Seluk Beluk Perjalanan Go-Jek Menjadi Startup Unicorn

Berikut kisah bagaimana Go-Jek akhirnya bisa menyandang gelar startup unicorn dengan nilai lebih dari Rp 13 triliun,

oleh Jeko I. R. diperbarui 13 Feb 2018, 09:30 WIB
CEO Go-Jek Nadiem Makarim dalam konferensi pers Kolaborasi Go-Jek dengan Pemkab Banyuwangi di Jakarta, Rabu (15/11). Go-Jek meneken kerja sama dengan Pemkab Banyuwangi di sektor Kesehatan, UMKM dan transportasi. (Liputan6.com/Angga Yuniar)

Liputan6.com, Jakarta - Go-Jek, siapa yang tak kenal nama ini. Berawal dari startup (perusahaan rintisan) kecil, tak ada yang menyangka Go-Jek kini menjadi salah satu perusahaan yang berhasil menunjukkan tajinya di industri teknologi dan transportasi.

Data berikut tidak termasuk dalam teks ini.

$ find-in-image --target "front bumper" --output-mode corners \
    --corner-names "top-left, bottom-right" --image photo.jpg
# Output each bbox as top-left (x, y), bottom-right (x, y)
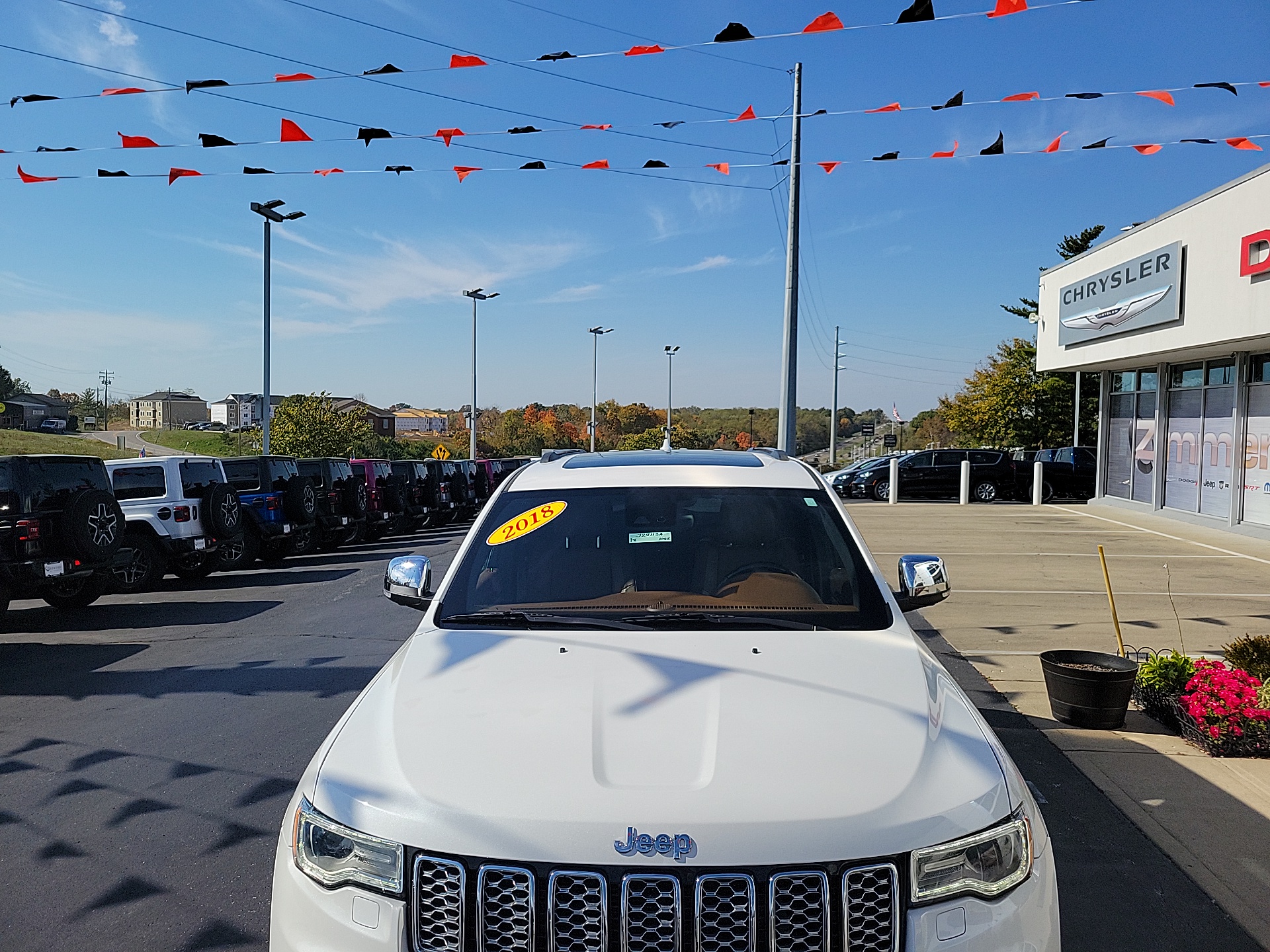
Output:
top-left (269, 827), bottom-right (1060, 952)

Go-Jek didirikan pada 2010 oleh Nadiem Makarim. Awalnya, Go-Jek cuma menawarkan layanan transpotasi berbasis ojek online. Barulah pada 2015, perusahaan membesut aplikasi mobile untuk memudahkan pemesanan.

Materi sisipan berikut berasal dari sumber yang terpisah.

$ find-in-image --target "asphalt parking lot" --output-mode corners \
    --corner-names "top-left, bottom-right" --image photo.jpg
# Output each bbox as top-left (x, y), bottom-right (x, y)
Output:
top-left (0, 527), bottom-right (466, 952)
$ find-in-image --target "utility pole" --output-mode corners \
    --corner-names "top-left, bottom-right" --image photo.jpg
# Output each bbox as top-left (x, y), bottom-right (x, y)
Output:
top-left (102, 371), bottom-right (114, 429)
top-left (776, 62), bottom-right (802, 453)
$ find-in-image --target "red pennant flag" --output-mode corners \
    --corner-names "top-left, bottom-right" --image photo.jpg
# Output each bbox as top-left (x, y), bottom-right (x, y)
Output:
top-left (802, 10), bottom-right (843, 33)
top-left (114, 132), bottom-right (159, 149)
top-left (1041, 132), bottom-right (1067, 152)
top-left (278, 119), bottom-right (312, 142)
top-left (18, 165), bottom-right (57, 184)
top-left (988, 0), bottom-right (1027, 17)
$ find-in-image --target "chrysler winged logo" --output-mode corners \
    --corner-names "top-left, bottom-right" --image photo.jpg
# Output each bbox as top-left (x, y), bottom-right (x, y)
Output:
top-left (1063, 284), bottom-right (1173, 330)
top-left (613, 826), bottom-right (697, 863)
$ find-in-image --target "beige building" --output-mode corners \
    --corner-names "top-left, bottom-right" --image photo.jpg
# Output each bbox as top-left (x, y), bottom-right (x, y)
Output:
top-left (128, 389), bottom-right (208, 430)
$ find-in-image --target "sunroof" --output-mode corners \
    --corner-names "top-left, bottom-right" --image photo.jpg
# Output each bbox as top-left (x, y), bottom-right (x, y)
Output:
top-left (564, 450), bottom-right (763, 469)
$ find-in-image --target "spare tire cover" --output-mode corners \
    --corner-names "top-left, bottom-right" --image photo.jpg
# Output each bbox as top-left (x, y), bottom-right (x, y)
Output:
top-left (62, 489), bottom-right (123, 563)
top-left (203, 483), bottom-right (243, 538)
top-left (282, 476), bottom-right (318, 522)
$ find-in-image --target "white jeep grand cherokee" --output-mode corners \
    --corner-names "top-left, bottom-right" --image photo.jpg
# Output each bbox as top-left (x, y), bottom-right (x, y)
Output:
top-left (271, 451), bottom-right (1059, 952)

Dari situ juga, Go-Jek mulai merambah lini bisnis lainnya. Mulai dari layanan pesan antar makanan, layanan cleaning service, layanan angkut barang, layanan kurir, layanan gaya hidup seperti salon, pijat, dan masih banyak lagi.

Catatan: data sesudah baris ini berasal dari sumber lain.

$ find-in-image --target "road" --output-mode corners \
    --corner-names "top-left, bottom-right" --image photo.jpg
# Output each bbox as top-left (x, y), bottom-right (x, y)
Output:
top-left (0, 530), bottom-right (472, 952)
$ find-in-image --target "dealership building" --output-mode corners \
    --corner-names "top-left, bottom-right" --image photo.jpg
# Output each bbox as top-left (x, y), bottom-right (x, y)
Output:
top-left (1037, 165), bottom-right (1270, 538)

Tak cuma di Jabodetabek, perusahaan yang kini mengukuhkan diri sebagai penyedia layanan transportasi on demand ini juga telah memperluas wilayah operasionalnya.

Tercatat, Go-Jek kini telah mengaspal di sejumlah kota besar Indonesia, mulai dari Bali, Bandung, Surabaya, Makassar, Medan, Palembang, Semarang, Solo, Malang, Yogyakarta, Balikpapan, Manado, Bandar Lampung, Padang, Pekanbaru dan Batam. Dan terbaru, Go-Jek dikabarkan bakal menyusul Papua.

Sepak terjang Go-Jek sebagai transportasi online besutan anak bangsa, tak lepas dari campur tangan investor. Tentu saja, kiprah Go-Jek memaksimalkan layanan yang kini begitu besar di Tanah Air juga karena bantuan suntikan dana dengan jumlah yang bombastis.

Pendanaan dengan jumlah besar inilah yang berhasil menjadikan Go-Jek menyandang gelar startup unicorn, di mana telah mengantongi dana lebih dari US$ 1 miliar (setara dengan Rp 13 triliun).

Selang hanya dalam waktu tiga tahun, nilai Go-Jek kini dikabarkan menembus US$ 1,3 miliar (Rp 17,3 triliun). Tentu belum ada startup sekelas Go-Jek yang mampu menyentuh angka pendanaan sebesar itu.

Lantas, seperti apa kisah Go-Jek menjadi startup unicorn dengan nilai yang sangat fantastis? Simak pemaparannya berikut ini.


Bersifat Tertutup

Logo Go-Jek di Kantor Go-Jek di Kawasan Kemang. Liputan6.com/Mochamad Wahyu Hidayat

Menurut informasi yang dilansir Tech in Asia, Selasa (13/2/2018), Go-Jek telah mendapatkan pendanaan sebanyak empat putaran pada periode 2015-2017. Namun demikian, tiga di antaranya bersifat tertutup (disclosed).

Pada Juni 2015, Go-Jek mendapatkan pendanaan perdana dari NSI Ventures. Tidak diketahui berapa jumlah suntikan dana yang didapat. Kemudian pada Oktober 2015, ia kembali mendapatkan pendanaan dari Sequoia Capital dan DST Global yang juga tidak diketahui jumlahnya.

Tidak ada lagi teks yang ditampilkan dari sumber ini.